Indeed, Pastukhov continues, “it has
become an indicator of the completion of the process of the de-civilization of
Russia, and therefore it must be considered in the first instance precisely as
a cultural and not as a political or legal phenomenon.”
Zolotov, the historian says, “is
among the group of leaders who are the first to successfully complete this
process themselves, at the very least with regard to themselves. He isn’t
capable of sensing the border between wildness and culture.” His appeal to the
officer’s code of honor only highlights this fact.
“In reality,” Pastukhov continues,
Zolotov “is guided by an entirely different code, the law of the pack. His reaction is the reaction of a caveman,
direct and primitive … It is thus strange that he didn’t propose eating the
heart of his enemy at the end of the fight.”
That would have been consistent.
In Zolotov’s mental world, “physically
dealing with opponents directly is normal,” and all the work of humankind to move
beyond that over the centuries is something he is not familiar with.

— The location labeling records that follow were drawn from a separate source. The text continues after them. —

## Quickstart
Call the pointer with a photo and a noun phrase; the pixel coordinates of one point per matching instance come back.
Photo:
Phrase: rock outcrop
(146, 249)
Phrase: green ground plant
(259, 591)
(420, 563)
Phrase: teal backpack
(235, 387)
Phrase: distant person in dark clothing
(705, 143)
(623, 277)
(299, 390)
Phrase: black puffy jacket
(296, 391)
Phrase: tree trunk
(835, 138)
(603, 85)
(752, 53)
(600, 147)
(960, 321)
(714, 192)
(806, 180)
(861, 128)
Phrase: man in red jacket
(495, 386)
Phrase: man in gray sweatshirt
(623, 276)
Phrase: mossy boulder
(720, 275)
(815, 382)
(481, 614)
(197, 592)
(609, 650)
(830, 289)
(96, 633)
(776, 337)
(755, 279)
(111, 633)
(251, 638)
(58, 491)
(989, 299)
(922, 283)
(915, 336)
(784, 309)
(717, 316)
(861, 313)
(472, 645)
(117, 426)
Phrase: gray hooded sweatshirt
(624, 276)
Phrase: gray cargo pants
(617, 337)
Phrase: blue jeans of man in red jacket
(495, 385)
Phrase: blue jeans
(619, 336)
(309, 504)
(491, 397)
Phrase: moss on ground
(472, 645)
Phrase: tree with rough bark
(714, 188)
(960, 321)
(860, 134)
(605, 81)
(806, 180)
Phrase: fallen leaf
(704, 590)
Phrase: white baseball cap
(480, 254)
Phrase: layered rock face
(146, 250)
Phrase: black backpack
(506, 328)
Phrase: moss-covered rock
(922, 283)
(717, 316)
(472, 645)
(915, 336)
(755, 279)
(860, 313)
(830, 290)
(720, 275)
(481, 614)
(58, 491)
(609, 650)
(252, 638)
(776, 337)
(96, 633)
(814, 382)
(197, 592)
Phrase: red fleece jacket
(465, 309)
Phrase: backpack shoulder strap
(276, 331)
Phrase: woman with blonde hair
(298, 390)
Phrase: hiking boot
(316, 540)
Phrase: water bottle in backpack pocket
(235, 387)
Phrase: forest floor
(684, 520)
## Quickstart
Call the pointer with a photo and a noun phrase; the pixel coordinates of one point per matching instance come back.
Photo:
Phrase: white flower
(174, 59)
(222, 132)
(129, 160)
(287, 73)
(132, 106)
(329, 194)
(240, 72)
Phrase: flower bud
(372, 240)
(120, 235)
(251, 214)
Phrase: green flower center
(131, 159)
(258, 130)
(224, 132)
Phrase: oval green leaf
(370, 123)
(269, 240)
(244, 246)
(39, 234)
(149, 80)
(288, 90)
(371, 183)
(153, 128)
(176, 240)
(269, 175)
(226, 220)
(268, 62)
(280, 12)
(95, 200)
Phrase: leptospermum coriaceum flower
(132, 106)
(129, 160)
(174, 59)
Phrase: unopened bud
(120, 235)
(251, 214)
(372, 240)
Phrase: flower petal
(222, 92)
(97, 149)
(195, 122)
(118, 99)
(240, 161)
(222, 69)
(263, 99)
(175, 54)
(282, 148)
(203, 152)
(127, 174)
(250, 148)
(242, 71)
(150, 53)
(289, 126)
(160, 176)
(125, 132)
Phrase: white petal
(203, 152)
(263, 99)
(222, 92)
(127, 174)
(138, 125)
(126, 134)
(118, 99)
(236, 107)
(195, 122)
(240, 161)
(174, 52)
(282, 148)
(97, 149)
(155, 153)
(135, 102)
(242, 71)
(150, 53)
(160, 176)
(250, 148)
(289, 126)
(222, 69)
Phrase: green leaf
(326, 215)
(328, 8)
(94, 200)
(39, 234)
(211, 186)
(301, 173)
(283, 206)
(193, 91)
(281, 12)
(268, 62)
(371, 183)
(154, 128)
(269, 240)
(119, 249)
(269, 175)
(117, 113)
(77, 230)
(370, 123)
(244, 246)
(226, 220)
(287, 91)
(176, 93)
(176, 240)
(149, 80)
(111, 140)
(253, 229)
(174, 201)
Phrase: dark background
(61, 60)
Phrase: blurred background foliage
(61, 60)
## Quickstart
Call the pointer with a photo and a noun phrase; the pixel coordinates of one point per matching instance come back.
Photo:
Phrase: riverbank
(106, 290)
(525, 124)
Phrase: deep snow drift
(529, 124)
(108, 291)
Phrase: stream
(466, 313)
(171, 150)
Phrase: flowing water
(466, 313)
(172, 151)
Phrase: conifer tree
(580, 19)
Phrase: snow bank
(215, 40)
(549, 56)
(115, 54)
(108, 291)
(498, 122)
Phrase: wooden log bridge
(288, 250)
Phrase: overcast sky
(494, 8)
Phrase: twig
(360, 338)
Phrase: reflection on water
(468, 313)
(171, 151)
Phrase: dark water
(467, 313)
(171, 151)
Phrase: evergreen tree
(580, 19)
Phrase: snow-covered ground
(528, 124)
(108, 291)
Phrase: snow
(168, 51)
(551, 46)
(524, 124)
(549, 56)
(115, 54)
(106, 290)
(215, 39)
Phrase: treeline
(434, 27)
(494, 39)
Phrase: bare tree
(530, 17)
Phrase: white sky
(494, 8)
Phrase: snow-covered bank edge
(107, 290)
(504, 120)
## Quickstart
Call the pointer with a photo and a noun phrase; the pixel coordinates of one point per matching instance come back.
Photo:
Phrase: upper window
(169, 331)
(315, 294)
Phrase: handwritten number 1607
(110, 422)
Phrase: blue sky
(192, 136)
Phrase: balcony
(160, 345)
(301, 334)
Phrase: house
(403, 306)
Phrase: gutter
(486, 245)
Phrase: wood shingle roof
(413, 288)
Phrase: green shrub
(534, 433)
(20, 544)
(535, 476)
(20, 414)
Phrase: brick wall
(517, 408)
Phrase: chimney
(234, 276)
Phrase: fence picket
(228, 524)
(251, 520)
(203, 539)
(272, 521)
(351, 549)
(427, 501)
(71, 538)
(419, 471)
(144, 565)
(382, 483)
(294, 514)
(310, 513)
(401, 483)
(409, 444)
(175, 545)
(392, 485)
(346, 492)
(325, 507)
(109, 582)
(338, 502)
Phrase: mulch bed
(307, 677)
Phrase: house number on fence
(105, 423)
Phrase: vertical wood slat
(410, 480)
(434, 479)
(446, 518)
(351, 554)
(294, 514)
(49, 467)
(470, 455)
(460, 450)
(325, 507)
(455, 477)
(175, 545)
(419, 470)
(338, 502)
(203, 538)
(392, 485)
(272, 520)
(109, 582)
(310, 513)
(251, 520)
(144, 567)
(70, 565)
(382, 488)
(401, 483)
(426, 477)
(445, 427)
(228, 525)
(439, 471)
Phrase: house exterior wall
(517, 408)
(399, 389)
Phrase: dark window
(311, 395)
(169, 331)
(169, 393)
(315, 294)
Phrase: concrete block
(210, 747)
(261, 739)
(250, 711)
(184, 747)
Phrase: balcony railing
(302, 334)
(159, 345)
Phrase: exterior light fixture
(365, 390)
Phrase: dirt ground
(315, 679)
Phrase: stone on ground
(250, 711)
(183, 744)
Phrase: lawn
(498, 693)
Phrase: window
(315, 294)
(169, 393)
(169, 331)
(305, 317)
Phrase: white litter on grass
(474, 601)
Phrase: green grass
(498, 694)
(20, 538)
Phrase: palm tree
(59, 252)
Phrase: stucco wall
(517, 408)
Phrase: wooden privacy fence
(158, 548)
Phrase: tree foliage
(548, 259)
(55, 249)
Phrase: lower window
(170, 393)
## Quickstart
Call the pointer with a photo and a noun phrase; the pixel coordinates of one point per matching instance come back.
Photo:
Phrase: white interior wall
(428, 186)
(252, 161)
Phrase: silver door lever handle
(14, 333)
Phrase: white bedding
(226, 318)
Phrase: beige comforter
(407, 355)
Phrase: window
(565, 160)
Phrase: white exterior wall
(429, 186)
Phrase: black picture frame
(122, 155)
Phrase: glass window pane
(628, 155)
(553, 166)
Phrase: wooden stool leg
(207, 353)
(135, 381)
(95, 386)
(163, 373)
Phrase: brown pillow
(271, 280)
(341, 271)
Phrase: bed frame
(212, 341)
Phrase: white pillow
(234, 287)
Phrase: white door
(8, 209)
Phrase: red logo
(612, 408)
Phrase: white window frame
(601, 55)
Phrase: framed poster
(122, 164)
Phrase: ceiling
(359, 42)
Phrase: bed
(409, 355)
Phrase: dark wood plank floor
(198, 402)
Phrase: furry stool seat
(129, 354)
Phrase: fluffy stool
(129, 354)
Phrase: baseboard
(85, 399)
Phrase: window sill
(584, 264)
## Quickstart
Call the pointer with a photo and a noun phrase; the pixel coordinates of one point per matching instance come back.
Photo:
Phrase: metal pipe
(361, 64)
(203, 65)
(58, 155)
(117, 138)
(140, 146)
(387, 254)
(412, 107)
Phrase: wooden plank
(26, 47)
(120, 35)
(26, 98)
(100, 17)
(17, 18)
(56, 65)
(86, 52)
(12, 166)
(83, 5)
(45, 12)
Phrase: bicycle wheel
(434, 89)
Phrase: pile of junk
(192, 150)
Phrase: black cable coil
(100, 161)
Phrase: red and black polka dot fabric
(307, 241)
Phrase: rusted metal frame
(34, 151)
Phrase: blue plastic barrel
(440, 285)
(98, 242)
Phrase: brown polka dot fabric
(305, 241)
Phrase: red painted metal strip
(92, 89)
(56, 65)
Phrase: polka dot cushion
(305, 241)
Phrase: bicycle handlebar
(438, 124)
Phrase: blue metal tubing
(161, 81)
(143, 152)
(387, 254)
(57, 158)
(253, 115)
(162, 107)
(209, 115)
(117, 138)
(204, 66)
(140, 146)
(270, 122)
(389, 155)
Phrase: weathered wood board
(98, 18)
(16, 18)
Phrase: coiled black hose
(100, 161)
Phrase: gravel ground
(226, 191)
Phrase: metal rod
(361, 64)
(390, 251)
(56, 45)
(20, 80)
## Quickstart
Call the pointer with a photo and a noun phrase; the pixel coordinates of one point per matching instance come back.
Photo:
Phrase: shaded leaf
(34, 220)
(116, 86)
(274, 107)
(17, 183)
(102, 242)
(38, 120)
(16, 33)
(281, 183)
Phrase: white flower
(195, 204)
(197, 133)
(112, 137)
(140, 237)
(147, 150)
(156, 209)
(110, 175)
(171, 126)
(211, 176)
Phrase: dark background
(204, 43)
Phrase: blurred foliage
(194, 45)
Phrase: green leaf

In his
caveman-like naivete, he is not frightening but funny” – and that carries with
it problems for him and for his fellow members of the pack.
Frightening are the people who killed
Nemtsov, Politkovskaya and Estemirova without any publicity. Frightening too
are those who torture defenseless people in jails And frightening are Zolotov’s
subordinates who “have ceased to distinguish men from women, children from
adults” and suppress everyone at protests.
Here we are speaking about something
else, Pastukhov says, “about complete cultural disorientation, about the loss of
criteria which allow people to make distinctions between between what can be
said aloud and what can be remarked about only after the microphone is turned off.”
“Zolotov,” Pastukhov argues, “is a distorted
mirror of the state of Russian culture today,” a reflection of the fact that “the
cult of the fist flourishes and that he who has the biggest fist in the land
becomes its chief shaman.”
But Zolotov’s actions do have a political
meaning: On the one hand, they are causing the Russian people to laugh at their
leaders, a development that is always corrosive of the power leaders have. And
on the other, they are making Navalny more popular, something Zolotov certainly
wouldn’t have wanted to do but now cannot fail to do anything else.